Digitalization "is creating the need for, and enabling the development of, entirely new personal lines products," Conning writes. For example, increased home- and car-sharing, driven by mobile applications, can "frustrate" insurers who aren't entirely sure when a particular item is in a particular person's possession, or for what purpose it is being used.

But as technology creates new risk exposures, it also provides new solutions for insurers to take advantage of. For example, "products building on blockchain technology may address this problem by providing instant and verifiable notification of any rental/sharing transaction and change of custody," Conning notes. And increased access to big data and advanced analytics "not only allow insurers to price policies more accurately, but also may enable them to modify customers’ behavior. Ubiquitous sensing and connectivity have the potential to move insurance away from paying for accidents and more toward loss prevention," the study says.

Pressure is mounting on insurers from several angles, Conning continues. The insurtech community is pushing insurers to adapt their business models and think differently about their core product by identifying weak links in the value chain.

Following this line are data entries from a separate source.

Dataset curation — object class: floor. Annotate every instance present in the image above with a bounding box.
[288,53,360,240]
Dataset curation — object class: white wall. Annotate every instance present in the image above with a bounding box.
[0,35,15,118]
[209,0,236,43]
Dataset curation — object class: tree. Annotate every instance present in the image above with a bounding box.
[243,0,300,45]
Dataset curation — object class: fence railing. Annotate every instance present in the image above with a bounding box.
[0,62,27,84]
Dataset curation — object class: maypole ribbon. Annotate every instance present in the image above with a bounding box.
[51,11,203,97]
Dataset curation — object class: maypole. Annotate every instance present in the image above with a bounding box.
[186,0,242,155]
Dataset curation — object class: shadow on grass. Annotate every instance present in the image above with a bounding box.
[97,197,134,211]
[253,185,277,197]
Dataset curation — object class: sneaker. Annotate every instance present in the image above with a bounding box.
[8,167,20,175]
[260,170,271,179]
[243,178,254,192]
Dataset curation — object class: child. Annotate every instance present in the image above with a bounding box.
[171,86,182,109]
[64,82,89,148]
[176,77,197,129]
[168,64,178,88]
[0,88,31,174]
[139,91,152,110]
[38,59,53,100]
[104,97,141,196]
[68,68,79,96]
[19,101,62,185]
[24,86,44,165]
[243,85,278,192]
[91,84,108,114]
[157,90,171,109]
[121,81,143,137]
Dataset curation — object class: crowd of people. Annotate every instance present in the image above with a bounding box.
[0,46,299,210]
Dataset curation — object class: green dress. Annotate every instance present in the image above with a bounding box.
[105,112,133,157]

Much of the investment in insurtech is focused on distribution disruption at the moment, the company points out, but even that is having an impact on how consumers behave when it's time to buy insurance.

"Digital capabilities and the arrival of new competitors carving off pieces of the insurance value chain may well drive a significant restructuring of the industry," says Steve Webersen, head of insurance research at Conning. "For personal lines insurers, the key will be trying to figure out which parts of this evolving system are areas where you provide the most value and how you are going to connect to the customer."

Conning predicts five major changes to insurance business models as a result of digital disruption:

  • More flexible, tailored products as coverage demands exceed traditional personal lines insurance products.
  • Commoditized products thanks to increased aggregation based on price.
  • A diminishing role for agents as machine learning and artificial intelligence allow digital to do more than just retrieve prices.
  • An evolving role for the insurer from a post-loss payer to a more active risk management partner, involved in monitoring and loss mitigation, thanks to increased data and sensors.
  • Increased transparency and speed in the claims function.